Von entspannten Tagen auf den unglaublichen karibischen Inseln mit weißen
Sandstränden und türkisem Wasser über Campingabenteuer mitten im Dschungel an
einem Wasserfall bis zum mitreißenden Nachtleben von Casco Viejo, der Altstadt
von Panama City findet hier jeder etwas für sich. Sehr empfehlenswert ist das
Inselarchipel Bocas del Toro an der karibischen Küste, das auch als Surferparadies
bekannt ist. Einen Ausflug machten wir zB auch nach Bouquete, einem Ort in den
Bergen, wo es für panamenische Verhältnisse eiskalt und für unsere Verhältnisse
ganz angenehm ist. Dort wird Kaffe angebaut, unter anderem auch die zweitteuerste
Kaffeesorte der Welt. (Diese schmeckt finde ich nicht so berauschend, aber
probieren muss man es natürlich, wenn man schon dort ist…)

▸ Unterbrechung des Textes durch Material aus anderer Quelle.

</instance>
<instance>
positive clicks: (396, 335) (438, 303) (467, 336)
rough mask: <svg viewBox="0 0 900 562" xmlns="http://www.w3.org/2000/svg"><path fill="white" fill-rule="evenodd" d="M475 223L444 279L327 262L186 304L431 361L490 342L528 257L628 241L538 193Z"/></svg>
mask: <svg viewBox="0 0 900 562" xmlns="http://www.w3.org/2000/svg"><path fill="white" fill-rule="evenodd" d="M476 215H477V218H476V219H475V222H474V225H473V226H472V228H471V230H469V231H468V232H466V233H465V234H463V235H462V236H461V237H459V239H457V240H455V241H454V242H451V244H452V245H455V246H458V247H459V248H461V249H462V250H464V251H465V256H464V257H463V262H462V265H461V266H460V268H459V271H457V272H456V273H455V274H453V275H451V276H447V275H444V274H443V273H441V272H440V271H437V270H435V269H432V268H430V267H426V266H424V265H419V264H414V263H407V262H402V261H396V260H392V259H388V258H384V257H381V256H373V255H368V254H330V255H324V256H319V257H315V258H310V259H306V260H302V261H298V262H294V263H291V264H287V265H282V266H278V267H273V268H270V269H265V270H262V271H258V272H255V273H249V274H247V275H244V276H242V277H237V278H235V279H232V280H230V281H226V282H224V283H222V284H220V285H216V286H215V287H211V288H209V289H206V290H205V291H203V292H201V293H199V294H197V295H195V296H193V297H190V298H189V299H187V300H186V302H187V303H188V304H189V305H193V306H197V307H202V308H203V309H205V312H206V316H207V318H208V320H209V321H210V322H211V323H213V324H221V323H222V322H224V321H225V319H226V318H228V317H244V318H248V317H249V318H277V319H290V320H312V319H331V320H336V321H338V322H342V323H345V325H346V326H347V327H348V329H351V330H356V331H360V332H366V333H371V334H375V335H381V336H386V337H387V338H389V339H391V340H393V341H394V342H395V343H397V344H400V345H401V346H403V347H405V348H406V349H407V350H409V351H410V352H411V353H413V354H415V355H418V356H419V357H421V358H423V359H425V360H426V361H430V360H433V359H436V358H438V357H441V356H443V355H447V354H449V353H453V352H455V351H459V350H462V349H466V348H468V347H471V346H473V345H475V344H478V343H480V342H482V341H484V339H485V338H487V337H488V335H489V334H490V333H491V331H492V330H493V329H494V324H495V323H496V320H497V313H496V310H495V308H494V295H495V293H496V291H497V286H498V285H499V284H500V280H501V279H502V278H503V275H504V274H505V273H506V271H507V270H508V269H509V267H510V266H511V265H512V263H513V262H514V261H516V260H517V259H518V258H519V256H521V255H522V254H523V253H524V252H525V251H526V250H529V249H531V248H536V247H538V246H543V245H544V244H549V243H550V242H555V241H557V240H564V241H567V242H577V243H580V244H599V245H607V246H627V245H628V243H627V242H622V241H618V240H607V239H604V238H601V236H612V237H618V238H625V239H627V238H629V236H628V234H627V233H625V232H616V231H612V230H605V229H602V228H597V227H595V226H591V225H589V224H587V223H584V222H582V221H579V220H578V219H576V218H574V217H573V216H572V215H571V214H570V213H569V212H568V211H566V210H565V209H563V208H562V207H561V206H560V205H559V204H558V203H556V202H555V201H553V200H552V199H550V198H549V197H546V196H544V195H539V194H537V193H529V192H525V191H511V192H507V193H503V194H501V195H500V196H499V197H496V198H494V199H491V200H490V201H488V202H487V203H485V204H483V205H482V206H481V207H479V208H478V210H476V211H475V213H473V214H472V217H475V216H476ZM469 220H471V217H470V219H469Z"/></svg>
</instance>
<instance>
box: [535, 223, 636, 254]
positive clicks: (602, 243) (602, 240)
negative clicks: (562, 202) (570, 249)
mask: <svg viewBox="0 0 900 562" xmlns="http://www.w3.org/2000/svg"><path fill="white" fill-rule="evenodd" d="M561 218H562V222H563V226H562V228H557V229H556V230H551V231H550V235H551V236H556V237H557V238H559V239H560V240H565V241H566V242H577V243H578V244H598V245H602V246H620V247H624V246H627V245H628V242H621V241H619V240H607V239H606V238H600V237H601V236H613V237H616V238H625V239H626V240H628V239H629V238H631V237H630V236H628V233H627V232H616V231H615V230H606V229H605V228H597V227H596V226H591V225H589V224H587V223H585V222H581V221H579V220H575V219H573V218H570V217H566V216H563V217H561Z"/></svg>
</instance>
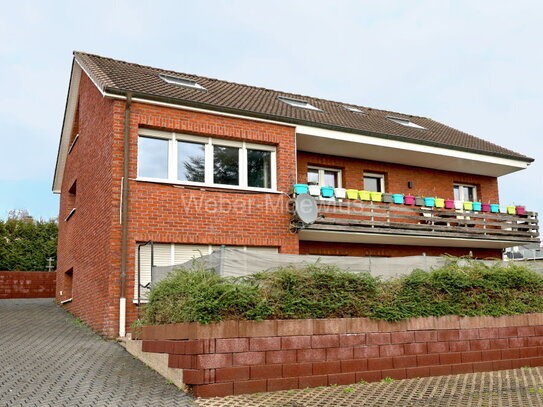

Die Panameños sind ein sehr liebenswertes und aufgeschlossenes und teilweise
sehr verrücktes Volk. Man muss sich anfangs an viele Besonderheiten wie zB das
langsame Tempo gewöhnen Einfach alles in Panama geht sehr viel langsamer als
zuhause. Das kann einen z.B. in Restaurants zur Weißglut bringen, aber nachdem
Weißglut in Panama nichts bringt, sondern alles nur noch schlimmer macht, lernt
man doch recht schnell damit umzugehen und die positiven Seiten dieser Mentalität
zu sehen. Ich bin jedenfalls sehr entspannt und „laid-back“ wieder nach Hause
gekommen. :)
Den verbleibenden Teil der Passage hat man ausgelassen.